優秀なベトナム人。今まで私もよく耳にする評価である。しかし同じ人間として民族的な優劣があるとは思われない。その背景と今後を考える。なお、ここで「優秀」の内容を厳密には定義しない。単純に「頭が良い」という程度の意味である。

結論を言えば、このような印象は、これまで日本人が接触するベトナム人が優秀であったから次第に定着した「一般論」であろう。また、ベトナム人に会ったことがないという日本人も、フランスや米国に対する「戦勝国」であることを指摘すれば、「優秀なベトナム人」と言っても違和感なく納得する場合が多い。

大学では、これまで国費留学生が多数であったベトナム人は確かに「優秀」であった。しかし所得水準の上昇に伴って、私費留学生が次第に増加している。

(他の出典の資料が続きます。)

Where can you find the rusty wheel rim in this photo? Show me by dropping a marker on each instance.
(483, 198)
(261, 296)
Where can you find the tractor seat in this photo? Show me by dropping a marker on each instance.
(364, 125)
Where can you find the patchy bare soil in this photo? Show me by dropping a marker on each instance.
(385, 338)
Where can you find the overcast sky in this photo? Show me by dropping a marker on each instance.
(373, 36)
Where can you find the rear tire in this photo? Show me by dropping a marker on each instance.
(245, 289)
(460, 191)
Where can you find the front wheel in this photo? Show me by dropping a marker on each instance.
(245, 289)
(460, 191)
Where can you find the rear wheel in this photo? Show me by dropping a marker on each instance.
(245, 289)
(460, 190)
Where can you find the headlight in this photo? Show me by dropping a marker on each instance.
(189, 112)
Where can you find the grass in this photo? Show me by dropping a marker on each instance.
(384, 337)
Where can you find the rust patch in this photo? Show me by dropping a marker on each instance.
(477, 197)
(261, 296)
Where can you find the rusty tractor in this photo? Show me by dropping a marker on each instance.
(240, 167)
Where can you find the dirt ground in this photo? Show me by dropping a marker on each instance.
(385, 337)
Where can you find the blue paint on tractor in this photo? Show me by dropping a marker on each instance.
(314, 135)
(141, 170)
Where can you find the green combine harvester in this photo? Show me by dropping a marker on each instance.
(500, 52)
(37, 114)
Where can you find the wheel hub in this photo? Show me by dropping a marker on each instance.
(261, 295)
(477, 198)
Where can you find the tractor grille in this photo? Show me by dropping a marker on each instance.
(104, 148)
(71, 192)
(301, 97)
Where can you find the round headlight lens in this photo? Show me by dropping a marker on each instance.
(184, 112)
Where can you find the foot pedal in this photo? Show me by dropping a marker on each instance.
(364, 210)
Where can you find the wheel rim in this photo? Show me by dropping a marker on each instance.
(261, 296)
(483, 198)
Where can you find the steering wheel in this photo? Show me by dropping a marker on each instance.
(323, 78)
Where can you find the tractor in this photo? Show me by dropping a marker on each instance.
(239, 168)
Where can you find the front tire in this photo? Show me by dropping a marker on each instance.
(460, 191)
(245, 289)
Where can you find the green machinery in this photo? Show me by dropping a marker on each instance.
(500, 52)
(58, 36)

そうなれば、日本の大学の中で自然に「優秀なベトナム人」が希薄化される。

企業現場の場合でも、1998年当時、ハノイの住友電装(スミハネル)には医師資格者が作業員として働いていた。日系企業の従業員の方が医者よりも給料がよいからであった、しかし今や、このようなことはありえない。

ベトナム人は、これまで日本人に「過大評価」されてきたように思われる。いよいよ今後、正味のベトナム人が評価される時代が到来したと考えられる。ベトナム人、そういう背景を自覚して頑張れ!!

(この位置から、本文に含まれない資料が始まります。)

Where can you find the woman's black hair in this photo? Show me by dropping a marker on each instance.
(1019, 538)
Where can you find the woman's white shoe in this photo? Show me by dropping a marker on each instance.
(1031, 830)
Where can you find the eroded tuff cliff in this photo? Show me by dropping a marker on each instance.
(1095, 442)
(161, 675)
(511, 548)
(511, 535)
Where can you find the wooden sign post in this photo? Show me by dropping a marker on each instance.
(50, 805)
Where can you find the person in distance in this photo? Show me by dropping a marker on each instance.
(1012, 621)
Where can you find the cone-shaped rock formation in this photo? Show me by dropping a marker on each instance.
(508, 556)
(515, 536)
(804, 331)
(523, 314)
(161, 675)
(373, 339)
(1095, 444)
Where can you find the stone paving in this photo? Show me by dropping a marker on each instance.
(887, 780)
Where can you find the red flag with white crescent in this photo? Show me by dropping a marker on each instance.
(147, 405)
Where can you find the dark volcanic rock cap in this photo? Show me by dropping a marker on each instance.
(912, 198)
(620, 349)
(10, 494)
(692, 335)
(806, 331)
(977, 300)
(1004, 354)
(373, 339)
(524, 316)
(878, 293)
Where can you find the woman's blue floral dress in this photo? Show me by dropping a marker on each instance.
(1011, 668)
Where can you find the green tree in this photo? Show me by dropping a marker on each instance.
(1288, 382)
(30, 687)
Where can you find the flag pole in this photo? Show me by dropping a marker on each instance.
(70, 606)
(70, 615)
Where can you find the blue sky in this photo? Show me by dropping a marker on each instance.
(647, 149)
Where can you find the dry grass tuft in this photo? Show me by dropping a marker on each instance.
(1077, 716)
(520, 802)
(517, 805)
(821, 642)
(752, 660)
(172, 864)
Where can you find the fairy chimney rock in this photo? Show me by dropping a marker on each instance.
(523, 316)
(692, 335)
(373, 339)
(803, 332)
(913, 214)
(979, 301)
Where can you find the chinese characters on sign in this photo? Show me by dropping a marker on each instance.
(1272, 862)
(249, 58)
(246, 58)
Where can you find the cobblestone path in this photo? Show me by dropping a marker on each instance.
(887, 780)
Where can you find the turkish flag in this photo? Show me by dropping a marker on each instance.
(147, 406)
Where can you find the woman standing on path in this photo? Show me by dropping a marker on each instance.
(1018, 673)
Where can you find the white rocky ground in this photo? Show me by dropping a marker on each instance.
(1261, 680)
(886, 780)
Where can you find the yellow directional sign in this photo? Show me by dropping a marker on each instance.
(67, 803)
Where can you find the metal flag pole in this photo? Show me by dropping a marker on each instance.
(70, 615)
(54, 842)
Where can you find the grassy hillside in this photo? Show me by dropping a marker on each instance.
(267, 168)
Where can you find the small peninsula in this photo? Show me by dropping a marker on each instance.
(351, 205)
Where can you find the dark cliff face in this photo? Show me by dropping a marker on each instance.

日本語学校におけるベトナム人の留学生数は、2013年で7,509人。中国(15,991人)に次ぐ2位であるが、前年比で5,774人の増加。これは4.3倍に達する。また専門学校・大学・大学院のベトナム人留学生数は、6,290人、これは中国(81,884人)・韓国(15,304人)に次ぐ3位であるが、中国と韓国がその人数を減少させているが、ベトナム人は前年比1,919人の増加。これは1.4倍となる。日本語学校の学生が専門学校や大学に進学するとすれば、この増加は来年も加速すると予想される。